Figure 2. Root growth assay in presence of the ethylene biosynthesis inhibitor, 2-aminoisobutyric acid (AIB). Wild-type control plants as well as YUC8ox and YUC9ox plants were grown on vertical plates containing varying amounts of AIB. Depicted is the relative root growth inhibition in percent of untreated control plants of each genotype. Means are given with their SE (n = 10–12 seedlings).
Table 1. Ethylene biosynthesis and signaling components significantly affected in their expression in the YUC9 overexpression line.

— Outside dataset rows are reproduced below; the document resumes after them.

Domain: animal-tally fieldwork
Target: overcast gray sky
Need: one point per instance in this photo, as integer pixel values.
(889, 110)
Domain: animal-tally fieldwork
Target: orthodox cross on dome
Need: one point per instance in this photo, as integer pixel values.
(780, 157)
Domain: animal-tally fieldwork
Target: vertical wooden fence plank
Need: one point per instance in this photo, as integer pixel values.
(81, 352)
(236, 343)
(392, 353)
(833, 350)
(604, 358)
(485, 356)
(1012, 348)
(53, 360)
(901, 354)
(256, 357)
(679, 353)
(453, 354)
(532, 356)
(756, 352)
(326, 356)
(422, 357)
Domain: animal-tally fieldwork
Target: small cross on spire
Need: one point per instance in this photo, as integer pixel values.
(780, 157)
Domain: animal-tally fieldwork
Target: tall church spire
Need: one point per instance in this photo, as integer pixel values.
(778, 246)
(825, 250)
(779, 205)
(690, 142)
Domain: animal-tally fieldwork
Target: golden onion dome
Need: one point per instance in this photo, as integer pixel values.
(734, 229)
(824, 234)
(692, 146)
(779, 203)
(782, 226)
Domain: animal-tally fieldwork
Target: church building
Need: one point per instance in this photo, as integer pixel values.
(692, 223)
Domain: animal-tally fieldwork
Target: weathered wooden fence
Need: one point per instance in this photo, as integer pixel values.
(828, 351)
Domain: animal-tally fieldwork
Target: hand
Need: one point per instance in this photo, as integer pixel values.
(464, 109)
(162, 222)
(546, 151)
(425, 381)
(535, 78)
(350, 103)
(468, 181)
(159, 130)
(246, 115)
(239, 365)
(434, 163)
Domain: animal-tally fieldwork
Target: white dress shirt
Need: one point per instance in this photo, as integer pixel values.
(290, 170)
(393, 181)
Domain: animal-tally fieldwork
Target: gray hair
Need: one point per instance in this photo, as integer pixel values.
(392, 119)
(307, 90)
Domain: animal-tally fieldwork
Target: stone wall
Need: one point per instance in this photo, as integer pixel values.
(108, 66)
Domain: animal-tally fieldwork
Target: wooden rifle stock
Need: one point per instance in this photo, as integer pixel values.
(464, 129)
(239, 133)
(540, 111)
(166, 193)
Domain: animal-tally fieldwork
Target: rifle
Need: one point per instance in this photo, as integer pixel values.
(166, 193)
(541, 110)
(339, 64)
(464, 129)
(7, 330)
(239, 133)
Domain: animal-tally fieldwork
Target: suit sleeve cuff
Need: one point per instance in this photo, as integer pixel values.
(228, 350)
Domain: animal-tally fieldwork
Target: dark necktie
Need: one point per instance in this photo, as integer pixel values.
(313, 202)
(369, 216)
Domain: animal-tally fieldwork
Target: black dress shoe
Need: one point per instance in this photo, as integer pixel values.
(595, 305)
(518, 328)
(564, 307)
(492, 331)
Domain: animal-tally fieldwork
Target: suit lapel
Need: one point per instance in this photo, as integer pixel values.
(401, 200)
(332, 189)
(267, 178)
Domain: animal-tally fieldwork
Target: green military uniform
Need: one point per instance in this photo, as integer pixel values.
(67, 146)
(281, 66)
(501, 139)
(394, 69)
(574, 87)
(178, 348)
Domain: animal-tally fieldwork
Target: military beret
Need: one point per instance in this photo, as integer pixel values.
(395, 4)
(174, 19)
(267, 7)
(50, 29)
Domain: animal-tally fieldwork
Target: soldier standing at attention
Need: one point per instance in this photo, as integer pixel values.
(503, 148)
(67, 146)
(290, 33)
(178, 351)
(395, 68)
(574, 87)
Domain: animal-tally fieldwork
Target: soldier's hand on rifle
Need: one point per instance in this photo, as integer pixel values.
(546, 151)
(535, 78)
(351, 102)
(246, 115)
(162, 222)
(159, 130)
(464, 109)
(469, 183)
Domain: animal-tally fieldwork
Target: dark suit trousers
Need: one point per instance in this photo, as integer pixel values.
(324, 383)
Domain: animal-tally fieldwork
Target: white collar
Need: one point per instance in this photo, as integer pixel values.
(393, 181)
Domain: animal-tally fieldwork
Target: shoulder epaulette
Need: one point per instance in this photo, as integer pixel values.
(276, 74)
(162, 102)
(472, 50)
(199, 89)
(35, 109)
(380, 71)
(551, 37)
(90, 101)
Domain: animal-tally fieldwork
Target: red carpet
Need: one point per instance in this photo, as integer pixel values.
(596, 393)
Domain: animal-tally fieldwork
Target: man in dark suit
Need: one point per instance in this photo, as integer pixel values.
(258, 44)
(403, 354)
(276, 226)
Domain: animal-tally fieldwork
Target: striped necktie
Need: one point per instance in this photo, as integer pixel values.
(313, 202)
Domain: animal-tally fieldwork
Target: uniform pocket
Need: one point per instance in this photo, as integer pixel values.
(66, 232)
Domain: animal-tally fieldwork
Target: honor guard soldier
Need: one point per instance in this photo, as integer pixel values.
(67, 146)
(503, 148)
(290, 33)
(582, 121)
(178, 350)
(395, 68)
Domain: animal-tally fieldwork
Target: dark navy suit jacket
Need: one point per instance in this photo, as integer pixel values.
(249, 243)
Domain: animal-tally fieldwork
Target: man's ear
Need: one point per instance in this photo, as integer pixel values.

| Name | Gene ID | p-value | Fold |
|---|---|---|---|
| Ethylene biosynthesis-related genes | |||
| ACS4 | At2g22810 | 6.18E-03 | +1.5 |
| ACS8 | At4g37770 | 3.37E-06 | +1.9 |
| ACS11 | At4g08040 | 4.47E-02 | +1.6 |
| ACO1 | At2g19590 | 4.10E-02 | +1.3 |
| ACO4 | At1g05010 | 5.89E-03 | +1.3 |
| ACO-like | At5g43440 | 1.01E-03 | +1.5 |
| Ethylene signaling-related genes | |||
| EIL1 | At2g27050 | 2.72E-03 | +1.4 |
| EIN3 | At3g20770 | 1.19E-02 | +1.3 |
| ETR2 | At3g23150 | 1.61E-03 | +1.5 |
| ESE3 | At5g25190 | 4.50E-04 | +2.1 |
| ERF-like | At5g61590 | 2.50E-07 | +2.8 |
Having in mind that jasmonates are capable of inducing the accumulation of YUC8 and YUC9 transcripts,1 thus being probably the initiator of a jasmonate/auxin/ethylene cascade, there is already evidence that coaction of ethylene and jasmonate is integrated through the ethylene-stabilized transcription factors EIN3 and EIL1, which physically interact with JASMONATE-ZIM-domain (JAZ) proteins to repress EIN3/EIL1.18 This leads to the emergence of a picture in which all 3 plant hormone signaling pathways may contribute to the stimulation of lignification in the overexpression lines.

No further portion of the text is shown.